Public-works staff told the Policy and Finance Committee on Aug. 21, 2025, that the city is negotiating with a vendor to install three digital kiosks in downtown and the NoDo district as a pilot program. Public works senior management analyst Allie Weems said “we're currently in negotiations with the vendor as a result of our RFP process.”
Planned features and placement: The pilot would place three interactive kiosks — one in NoDo and two in other downtown locations — to provide information about city services, event listings, emergency messages and links to social-media channels. Staff described accessibility features (high-contrast screens, audio/screen-reader compatibility and multilingual options), LTE connectivity, vendor-provided maintenance, security cameras and panic buttons that would connect to 911 dispatch.
Costs and revenue: Staff said there is no anticipated installation cost to the city because the vendor will cover installation; revenue would be generated by advertising and screen time sales and by data services the vendor offers. Staff said the initial contract term being negotiated would be one year and renewable; staff suggested evaluating data after six months and again after one year. The company will also provide back-end analytics for city staff to track usage.

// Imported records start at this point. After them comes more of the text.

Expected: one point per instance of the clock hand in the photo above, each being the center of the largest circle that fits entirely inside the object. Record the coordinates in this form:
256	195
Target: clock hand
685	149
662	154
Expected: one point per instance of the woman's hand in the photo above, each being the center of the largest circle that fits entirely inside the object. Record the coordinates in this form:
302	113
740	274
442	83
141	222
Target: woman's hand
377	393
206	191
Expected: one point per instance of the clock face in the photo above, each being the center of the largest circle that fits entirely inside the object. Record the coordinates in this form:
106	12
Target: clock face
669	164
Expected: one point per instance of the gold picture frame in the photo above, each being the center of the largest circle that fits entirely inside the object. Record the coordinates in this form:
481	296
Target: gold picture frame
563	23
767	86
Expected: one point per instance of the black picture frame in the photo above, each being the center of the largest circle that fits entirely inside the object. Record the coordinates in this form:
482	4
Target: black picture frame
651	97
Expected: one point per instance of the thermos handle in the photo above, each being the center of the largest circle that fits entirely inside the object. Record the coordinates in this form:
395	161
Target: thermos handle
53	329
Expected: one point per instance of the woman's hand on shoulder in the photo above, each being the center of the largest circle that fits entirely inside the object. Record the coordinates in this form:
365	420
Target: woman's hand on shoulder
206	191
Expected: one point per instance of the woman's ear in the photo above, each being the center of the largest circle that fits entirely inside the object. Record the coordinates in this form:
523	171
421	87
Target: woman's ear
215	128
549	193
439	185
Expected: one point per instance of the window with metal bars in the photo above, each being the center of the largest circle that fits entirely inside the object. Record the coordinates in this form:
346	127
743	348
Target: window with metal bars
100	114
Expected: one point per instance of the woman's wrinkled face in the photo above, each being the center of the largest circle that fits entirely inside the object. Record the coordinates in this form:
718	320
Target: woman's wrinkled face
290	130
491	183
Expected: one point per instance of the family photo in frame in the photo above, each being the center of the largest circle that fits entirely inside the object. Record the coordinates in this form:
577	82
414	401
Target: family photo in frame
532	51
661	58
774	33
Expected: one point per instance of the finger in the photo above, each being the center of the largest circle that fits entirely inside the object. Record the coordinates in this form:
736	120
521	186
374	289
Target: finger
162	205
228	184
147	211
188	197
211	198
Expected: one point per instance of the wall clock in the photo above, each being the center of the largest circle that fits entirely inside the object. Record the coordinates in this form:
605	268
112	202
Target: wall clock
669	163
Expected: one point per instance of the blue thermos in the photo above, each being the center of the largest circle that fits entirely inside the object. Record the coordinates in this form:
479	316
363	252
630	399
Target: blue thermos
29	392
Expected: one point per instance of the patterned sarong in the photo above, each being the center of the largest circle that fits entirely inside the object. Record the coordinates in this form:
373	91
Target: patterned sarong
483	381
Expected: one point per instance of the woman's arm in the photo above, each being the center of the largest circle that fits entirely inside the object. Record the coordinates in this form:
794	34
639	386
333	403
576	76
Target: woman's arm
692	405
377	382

Approval process: Committee members asked whether council approval was required. City legal staff said the city manager has charter authority to execute contracts of this type, so execution would not require a governing-body vote; staff said they planned to provide a presentation to the council with real-world deployment photos and data after installation.
Privacy and public safety questions: Staff said panic buttons are intended to connect to 911 dispatch; the committee asked for clarification about whether kiosks could support two-way audio and for precise dispatch procedures. Staff said vendor negotiations would address these operational questions.
Next steps: Staff will finish vendor negotiations, complete site assessments (estimated 2–4 months), oversee vendor installation and return to council with deployment photos and usage data after the pilot is active.
Ending: Committee members asked staff to consider alternative pilot locations (including parks or Washburn areas) if data suggest different placement would improve coverage; staff noted that advertising revenue models favor high-pedestrian-traffic downtown locations for a no-cost or revenue-neutral contract.